Мы не спорили, командир успел доказать свой профессионализм, выведя эскадру из-под удара противника. Хотелось верить, что и сейчас нам будет сопутствовать удача и кого-то из своих мы найдем и поможем им.
Увы, полет прошел неудачно. К территории бывших земных колоний приблизиться мы не смогли – там явно присутствовали чужие военные космолеты. Возвращались удрученные: карангарцы напали, и наши базы оккупированы. Выходило, что мы напрасно потеряли время.
На подлете к базе на Зондере произошло что-то чрезвычайное – на сигналы и запросы звездолета не отвечали. При этом никаких видимых повреждений станции не было, судов противника рядом не фиксировалось. Что стряслось?..
– Сами не поняли, как все произошло, – спустя несколько часов едва ли не шепотом пояснял коллега, когда мы все же решились сесть на поверхность планеты и вышли из корабля. – Они появились внезапно, нас всех разом накрыло – с места двинуться не могли, не то что сопротивляться. Я сразу подумал – все, последние мгновения жизни. А карангарцы покружили вокруг и улетели. Исчезли так же внезапно, как возникли. И отпустило нас только сейчас, даже ответить вам не могли. Так что вы удачно улетели, могло так получиться, что только вы бы и выжили…
Сердце дрогнуло, пропуская удар. Гибель других отзывалась болью в душе, но все же эти люди были незнакомы, жили где-то далеко, здесь же… Беда пришла прямо на мой порог. И как знать, каким станет будущее. Возможно, оно сократится до одного завтра!
Накликала…
Ночью карангарцы появились вновь. Не сказать, что все мы спали; после того испытания, что пережили люди при их визите накануне, нервное напряжение и страх уже не отпускали. Нет ничего ужаснее абсолютной беспомощности, когда ты не способен хоть как-то защищать себя. И Муэн преподавал у нас самооборону, прекрасно зная, что земляне в принципе не способны что-то противопоставить им… Как чудовищно цинично!

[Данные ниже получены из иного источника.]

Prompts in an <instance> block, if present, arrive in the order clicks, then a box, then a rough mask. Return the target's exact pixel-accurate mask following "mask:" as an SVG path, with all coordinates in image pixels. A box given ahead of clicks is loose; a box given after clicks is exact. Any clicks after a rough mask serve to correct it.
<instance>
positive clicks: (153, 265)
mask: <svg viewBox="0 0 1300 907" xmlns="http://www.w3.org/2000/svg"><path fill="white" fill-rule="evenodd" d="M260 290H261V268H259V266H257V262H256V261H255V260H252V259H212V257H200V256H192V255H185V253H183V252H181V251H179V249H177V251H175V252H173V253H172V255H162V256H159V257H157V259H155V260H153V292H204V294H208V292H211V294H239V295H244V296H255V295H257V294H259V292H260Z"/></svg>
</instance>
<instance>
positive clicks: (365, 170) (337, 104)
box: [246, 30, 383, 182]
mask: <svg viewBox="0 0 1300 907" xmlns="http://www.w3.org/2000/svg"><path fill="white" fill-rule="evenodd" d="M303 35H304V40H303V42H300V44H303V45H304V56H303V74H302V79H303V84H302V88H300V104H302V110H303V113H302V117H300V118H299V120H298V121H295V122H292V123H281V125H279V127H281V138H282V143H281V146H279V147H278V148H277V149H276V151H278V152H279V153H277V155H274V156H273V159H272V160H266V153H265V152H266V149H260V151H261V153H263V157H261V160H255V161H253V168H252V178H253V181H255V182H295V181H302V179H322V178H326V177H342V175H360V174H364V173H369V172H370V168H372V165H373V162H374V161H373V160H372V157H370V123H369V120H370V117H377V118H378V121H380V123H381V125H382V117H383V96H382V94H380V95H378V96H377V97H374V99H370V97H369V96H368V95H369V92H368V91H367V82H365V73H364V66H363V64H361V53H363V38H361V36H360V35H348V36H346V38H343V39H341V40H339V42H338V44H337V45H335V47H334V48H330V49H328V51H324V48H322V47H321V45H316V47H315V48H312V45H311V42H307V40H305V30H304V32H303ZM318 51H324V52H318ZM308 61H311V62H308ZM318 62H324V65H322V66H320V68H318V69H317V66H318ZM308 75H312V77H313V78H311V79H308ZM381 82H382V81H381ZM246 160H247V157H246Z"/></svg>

В этот раз и мне довелось испытать ощущение парализующей неподвижности, когда ты все осознаешь, все понимаешь, но не способен шевельнуть и пальцем. Меня появление врага застигло в темноте крошечного чулана с подкормками. Там, рухнув рядом с заваленным разными минеральными смесями столом, я так и осталась лежать в одиночестве, беспомощная, не способная подняться. Только слезы текли из глаз, и было страшно… очень.
Не знаю, сколько прошло времени, казалось – вечность, прежде чем неподалеку послышался шум. До этого стояла абсолютная тишина, даже аварийная система не сработала. Но сейчас кто-то был рядом, я чувствовала! В следующую секунду, лучом света выхватив мое скрюченное в странной позе тело, в дверях чулана показался карангарец. Эти шлем и форма были так хорошо знакомы мне по теперь уже прошлой жизни.